16 May 2021 7:21 PM | Anonymous member (Administrator)

The Pandemic has made many of us think about losses as our lives have changed over the past year. We have lived with restrictions such as closed restaurants, hair salons, and social gatherings. We have missed family celebrations and graduations. As professionals who spend a lot of time traveling—especially internationally—that part of our lives shut down early in the time of Covid 19. The hardest losses have been friends, colleagues, loved ones. These losses are hard no matter when they happen, but the virus seemed to amplify death perhaps because we were reminded so often each day in the news. One positive outcome of the virus is that we have been able to virtually attend memorial services and celebrations of life, which likely would not have happened prior to the pandemic.

SIETAR USA has lost a Board member (Sherri Tapp) and a beloved past president (Andy Reynolds). Like many SIETAR USA members I’ve talked with, I have lost several close friends who have passed away in recent months. I heard from a friend that when we lose a person to death, the person is gone but the relationship remains. I had to think about that to decide if I agreed. It is often true that when the person was alive communication was spotty. We communicated fairly frequently, but sometimes with long gaps in between. Even with the gaps, I still considered the person a friend or loved one and valued the relationship that we had created. So, it makes a certain sense that the relationship was alive even when we were not in frequent contact.

A friendship can be seen to comprise 3 entities: you, the other, and the relationship itself. Does that mean the relationship can live on even though the person is gone? You can no longer pick up the phone for a call or send an email and expect a response. But is that all a friendship is? (And I think that the luckiest among us are the ones who are in positive contact with their family members.) Isn’t friendship also about the feelings and the experience of the other person and the memories of good times together?
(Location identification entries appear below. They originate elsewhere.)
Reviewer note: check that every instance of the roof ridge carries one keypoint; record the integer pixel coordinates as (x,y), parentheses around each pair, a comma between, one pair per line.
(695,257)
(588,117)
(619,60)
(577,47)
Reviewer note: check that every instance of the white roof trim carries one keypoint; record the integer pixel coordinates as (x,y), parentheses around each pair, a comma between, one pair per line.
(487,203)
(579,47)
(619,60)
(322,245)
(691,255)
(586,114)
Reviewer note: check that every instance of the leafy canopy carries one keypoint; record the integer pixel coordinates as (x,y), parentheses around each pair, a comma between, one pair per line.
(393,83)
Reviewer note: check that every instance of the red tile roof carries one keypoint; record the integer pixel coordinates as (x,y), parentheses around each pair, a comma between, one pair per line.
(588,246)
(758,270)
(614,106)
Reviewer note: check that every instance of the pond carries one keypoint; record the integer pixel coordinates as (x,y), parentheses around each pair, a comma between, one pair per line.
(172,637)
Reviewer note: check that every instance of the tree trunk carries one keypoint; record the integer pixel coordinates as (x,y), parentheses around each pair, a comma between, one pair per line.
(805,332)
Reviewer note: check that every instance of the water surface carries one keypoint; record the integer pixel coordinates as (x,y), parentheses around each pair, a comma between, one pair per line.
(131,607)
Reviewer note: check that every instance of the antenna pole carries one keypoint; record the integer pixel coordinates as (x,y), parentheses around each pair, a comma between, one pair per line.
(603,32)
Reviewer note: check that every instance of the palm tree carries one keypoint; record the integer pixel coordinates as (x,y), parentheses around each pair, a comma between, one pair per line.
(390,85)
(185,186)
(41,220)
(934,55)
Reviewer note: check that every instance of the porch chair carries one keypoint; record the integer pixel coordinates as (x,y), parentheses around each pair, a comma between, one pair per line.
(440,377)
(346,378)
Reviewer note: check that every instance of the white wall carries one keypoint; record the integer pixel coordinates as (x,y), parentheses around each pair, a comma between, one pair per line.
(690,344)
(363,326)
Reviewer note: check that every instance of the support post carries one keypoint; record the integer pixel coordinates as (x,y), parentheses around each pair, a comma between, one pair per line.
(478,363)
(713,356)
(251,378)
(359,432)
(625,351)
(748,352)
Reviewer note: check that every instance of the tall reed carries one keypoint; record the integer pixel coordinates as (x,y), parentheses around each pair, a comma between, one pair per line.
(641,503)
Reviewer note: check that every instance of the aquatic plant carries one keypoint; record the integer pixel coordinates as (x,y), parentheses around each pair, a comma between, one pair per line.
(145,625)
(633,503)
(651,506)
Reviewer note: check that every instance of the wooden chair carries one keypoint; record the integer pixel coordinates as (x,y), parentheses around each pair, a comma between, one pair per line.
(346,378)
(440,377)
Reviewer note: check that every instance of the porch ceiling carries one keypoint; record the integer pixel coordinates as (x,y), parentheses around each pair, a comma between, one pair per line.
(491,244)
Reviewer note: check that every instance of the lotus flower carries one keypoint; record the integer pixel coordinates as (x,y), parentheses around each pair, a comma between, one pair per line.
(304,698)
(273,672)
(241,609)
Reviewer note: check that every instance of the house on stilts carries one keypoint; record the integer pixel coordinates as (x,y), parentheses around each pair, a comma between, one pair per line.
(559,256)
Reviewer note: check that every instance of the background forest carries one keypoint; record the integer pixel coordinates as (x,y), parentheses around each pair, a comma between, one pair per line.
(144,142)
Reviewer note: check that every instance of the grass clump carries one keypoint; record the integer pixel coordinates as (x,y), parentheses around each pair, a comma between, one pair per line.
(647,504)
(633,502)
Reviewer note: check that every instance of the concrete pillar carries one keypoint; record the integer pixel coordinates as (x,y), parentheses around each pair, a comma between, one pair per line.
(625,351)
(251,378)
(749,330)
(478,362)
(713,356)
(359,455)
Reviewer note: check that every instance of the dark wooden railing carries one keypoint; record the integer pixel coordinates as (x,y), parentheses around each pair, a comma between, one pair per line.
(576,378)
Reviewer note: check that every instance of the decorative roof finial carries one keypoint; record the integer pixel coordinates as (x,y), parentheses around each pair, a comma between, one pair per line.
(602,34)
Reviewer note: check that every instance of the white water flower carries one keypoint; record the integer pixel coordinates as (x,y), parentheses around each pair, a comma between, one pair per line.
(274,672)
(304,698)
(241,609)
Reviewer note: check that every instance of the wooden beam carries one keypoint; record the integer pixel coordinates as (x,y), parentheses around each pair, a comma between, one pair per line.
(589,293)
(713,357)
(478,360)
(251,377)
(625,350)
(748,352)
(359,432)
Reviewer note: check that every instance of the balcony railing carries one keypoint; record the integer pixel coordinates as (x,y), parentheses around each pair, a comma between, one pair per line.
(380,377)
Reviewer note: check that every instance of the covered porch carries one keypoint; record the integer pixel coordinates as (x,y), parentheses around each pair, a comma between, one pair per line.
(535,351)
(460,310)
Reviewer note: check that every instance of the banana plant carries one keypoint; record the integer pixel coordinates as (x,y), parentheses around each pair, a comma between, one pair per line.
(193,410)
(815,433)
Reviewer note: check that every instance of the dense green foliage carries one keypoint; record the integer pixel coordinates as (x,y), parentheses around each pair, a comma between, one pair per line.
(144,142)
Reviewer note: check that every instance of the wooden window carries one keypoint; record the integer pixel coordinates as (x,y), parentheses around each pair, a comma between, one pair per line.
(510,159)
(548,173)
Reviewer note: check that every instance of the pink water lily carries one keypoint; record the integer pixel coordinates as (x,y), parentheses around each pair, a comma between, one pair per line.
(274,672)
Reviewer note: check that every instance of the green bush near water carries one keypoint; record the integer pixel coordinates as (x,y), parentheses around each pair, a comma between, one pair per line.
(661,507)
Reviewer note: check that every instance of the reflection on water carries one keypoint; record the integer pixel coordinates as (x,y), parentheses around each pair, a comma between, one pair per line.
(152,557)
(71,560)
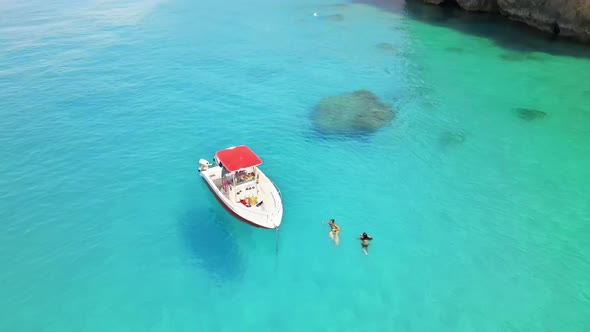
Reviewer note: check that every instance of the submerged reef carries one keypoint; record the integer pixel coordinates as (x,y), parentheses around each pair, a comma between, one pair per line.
(356,112)
(529,114)
(567,18)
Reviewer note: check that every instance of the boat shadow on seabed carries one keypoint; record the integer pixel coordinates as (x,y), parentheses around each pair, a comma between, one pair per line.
(210,245)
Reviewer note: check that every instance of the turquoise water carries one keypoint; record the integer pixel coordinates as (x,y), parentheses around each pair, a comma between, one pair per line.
(481,218)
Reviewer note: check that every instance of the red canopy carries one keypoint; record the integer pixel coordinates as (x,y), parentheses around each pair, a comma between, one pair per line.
(237,157)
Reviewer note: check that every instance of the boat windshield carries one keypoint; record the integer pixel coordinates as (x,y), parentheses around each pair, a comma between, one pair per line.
(239,177)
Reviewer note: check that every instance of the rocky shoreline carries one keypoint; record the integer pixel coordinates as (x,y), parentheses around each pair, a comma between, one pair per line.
(566,18)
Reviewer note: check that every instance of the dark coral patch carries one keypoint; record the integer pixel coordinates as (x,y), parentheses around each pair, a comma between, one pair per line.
(451,138)
(520,57)
(454,49)
(357,112)
(529,114)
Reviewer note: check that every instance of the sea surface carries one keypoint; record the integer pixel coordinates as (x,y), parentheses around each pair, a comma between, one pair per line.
(477,194)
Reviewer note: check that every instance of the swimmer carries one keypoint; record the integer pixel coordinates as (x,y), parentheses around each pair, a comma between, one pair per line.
(365,242)
(334,230)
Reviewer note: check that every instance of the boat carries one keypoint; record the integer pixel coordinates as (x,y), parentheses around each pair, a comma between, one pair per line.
(241,187)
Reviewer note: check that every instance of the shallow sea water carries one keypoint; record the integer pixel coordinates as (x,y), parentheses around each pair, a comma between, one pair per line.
(479,210)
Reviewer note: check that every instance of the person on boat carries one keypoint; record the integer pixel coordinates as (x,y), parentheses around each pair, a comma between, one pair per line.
(365,238)
(334,230)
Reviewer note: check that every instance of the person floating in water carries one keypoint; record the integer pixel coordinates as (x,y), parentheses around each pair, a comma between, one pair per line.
(334,230)
(365,242)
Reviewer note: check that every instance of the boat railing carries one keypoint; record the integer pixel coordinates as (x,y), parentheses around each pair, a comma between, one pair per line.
(278,190)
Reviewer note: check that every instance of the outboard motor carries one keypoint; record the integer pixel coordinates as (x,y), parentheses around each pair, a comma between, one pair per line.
(204,165)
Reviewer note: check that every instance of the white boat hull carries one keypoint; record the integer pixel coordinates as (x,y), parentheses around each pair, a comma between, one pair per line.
(269,214)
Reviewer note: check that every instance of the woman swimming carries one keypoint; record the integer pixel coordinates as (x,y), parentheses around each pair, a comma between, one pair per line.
(334,230)
(365,242)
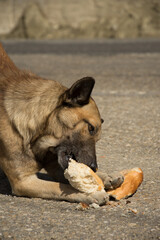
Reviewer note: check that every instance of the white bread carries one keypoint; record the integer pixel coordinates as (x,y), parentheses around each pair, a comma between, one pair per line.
(132,180)
(82,178)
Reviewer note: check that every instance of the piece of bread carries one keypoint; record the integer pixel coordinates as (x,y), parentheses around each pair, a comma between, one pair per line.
(132,180)
(82,178)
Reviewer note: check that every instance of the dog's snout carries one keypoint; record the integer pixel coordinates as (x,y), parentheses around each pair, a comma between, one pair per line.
(94,167)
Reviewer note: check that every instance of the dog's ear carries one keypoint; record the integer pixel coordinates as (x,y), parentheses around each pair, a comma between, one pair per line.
(80,91)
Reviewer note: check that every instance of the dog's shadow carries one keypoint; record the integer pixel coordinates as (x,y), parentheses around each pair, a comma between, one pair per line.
(5,187)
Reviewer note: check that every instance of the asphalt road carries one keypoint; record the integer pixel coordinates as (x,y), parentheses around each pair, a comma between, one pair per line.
(127,92)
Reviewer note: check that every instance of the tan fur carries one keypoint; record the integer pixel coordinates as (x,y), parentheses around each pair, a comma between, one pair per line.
(30,122)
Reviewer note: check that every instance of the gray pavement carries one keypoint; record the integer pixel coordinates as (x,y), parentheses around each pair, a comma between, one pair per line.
(127,92)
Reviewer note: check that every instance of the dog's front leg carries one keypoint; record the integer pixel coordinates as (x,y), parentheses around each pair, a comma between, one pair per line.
(34,187)
(111,181)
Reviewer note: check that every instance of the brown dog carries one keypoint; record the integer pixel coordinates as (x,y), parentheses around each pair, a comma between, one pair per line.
(42,125)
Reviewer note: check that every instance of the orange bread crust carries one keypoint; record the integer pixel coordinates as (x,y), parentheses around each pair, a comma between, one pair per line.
(132,180)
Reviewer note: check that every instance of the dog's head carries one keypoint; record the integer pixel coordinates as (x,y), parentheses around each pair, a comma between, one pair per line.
(74,126)
(78,124)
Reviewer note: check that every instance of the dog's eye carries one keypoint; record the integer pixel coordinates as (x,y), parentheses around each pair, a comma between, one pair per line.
(91,129)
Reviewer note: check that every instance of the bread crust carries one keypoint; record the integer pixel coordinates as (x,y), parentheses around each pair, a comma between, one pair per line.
(132,180)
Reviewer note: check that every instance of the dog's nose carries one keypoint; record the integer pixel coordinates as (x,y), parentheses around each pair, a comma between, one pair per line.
(93,166)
I have found it comforting with recent losses to remember that we had connected as two human beings, enjoyed our time together, and I do feel that the relationship is, in a way, indeed still there.

The SIETAR USA webinar in June features Daniel Yalowitz who just published Reflections on the Nature of Friendship. He writes: “Friendships offer clues to our deeper inner and outer selves. They are manifestation of our values as well as our priorities. And they provide tremendous information about our hopes, dreams, struggles, affirmations, and challenges.” I began writing this message thinking it was about loss and realize now that it isn’t about loss but rather it is about living and remembering and connecting. To all my SIETAR friends, I want to say how much you have enriched my life. Thank you!